Quando Pedro finalmente chegou a casa, já era tarde. A casa estava silenciosa e escura. Ele sentiu uma estranha sensação de desconforto, como se estivesse a entrar num lugar desconhecido. Uma pontada de culpa atravessou-o.
Ele viu Clara sentada no sofá, imóvel. Para tentar quebrar o gelo, ele estendeu-lhe um copo de plástico. "Olha o que eu te trouxe. Aquele batido da moda que toda a gente está a beber."

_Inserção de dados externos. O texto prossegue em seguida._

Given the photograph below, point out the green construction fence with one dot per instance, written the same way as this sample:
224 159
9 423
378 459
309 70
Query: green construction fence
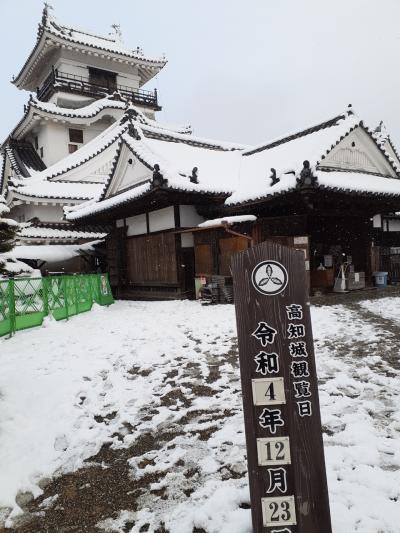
25 302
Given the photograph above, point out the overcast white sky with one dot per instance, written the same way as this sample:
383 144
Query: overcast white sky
246 71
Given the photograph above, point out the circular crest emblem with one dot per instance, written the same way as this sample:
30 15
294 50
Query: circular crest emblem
269 277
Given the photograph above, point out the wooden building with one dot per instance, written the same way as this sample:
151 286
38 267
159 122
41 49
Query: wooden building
181 206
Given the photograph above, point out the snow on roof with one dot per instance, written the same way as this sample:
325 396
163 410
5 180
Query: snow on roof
50 31
93 207
59 190
30 231
237 219
226 169
111 43
218 170
11 265
358 181
85 153
287 155
52 253
88 111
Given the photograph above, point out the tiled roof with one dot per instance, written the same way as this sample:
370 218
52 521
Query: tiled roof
58 231
50 29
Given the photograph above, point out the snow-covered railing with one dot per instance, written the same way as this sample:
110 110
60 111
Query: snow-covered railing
25 302
84 85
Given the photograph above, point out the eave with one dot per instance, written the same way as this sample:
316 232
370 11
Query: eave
155 198
48 42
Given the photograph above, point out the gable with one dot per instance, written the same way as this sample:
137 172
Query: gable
95 170
389 149
128 172
358 152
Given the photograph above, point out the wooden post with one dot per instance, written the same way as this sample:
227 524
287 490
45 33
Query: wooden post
285 453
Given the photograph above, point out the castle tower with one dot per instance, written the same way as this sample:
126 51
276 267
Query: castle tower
71 68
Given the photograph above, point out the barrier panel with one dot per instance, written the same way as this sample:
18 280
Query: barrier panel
25 302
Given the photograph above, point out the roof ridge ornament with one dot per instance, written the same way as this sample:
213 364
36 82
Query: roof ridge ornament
306 178
158 179
117 32
273 177
194 177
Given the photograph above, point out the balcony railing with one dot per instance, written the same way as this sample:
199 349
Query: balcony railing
62 81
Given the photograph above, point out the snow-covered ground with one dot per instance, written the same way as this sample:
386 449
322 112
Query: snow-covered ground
141 402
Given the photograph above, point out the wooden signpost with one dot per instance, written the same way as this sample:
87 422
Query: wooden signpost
285 452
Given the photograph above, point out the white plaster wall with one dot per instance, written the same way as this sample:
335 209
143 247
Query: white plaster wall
364 155
187 240
54 138
377 221
136 225
394 225
73 63
45 213
162 219
127 174
189 216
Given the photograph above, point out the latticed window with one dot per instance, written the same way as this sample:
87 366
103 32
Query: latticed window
76 136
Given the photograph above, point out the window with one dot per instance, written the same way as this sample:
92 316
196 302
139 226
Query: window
72 148
76 136
104 78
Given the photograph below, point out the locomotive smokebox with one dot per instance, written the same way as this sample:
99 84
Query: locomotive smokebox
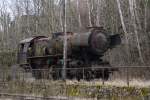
97 41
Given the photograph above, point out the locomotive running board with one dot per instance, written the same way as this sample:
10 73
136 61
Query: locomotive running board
47 56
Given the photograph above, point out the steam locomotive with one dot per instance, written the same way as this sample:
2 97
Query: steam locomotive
84 50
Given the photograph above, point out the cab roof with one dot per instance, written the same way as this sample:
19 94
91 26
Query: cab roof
27 40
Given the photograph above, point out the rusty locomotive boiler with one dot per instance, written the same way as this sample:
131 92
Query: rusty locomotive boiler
84 50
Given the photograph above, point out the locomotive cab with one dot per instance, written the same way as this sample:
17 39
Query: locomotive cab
23 49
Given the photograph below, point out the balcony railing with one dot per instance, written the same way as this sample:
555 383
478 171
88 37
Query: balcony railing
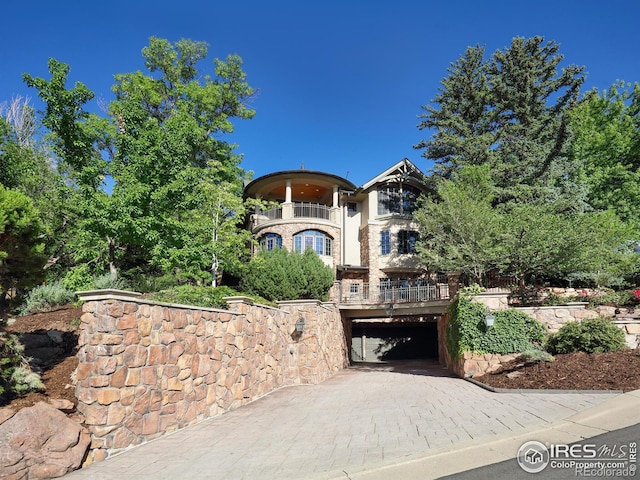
300 210
310 210
363 293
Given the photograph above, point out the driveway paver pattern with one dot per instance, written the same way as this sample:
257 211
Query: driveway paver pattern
363 417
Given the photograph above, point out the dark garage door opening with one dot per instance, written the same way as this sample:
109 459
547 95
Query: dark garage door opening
379 342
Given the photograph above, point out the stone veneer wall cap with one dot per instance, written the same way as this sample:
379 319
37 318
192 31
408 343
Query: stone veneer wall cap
568 306
239 299
284 303
108 293
249 301
123 295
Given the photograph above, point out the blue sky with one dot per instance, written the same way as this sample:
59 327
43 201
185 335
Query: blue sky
339 83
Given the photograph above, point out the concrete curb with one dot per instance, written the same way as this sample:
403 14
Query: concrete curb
533 390
618 412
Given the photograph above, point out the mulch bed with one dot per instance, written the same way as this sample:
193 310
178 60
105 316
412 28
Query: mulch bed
571 371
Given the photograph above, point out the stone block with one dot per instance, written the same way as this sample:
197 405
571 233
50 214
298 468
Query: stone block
107 396
119 377
105 339
127 322
135 356
174 384
131 337
127 395
167 338
144 326
116 309
95 415
149 375
178 317
116 413
157 355
99 381
134 423
150 423
83 370
124 438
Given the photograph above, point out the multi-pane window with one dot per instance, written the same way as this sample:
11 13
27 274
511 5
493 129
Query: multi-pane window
314 239
397 198
269 241
407 240
385 242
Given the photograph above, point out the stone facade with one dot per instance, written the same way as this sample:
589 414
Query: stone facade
146 369
288 228
555 317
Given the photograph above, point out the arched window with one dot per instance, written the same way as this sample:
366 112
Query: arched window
397 198
269 241
315 239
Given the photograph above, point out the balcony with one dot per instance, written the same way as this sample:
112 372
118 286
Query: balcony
363 293
310 210
291 211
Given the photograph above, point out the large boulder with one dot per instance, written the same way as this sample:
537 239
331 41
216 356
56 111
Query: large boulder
40 442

Clara olhou para o copo. Era verde. Verde-claro, a cor do abacate. A mesma cor do suco na foto. Uma onda de repulsa subiu-lhe pela garganta.
"Eu não gosto de abacate," disse ela, com a voz calma, demasiado calma. "Tu sabes disso."
Pedro ficou sem jeito. "Ah, desculpa. Eu esqueci-me. Mas este é diferente, tem outras frutas misturadas." Ele tentou tocar-lhe no ombro, mas ela recuou como se ele estivesse em chamas. Ele viu-a esfregar o ombro, no sítio onde ele quase lhe tinha tocado, como se estivesse a limpar algo sujo. O gesto dele foi tão repulsivo para ela.
Um trovão soou lá fora, e a chuva começou a cair com força. A tempestade parecia refletir a turbulência no coração de Clara. Ela sentia-se frágil e exposta, como se as paredes da casa já não a pudessem proteger.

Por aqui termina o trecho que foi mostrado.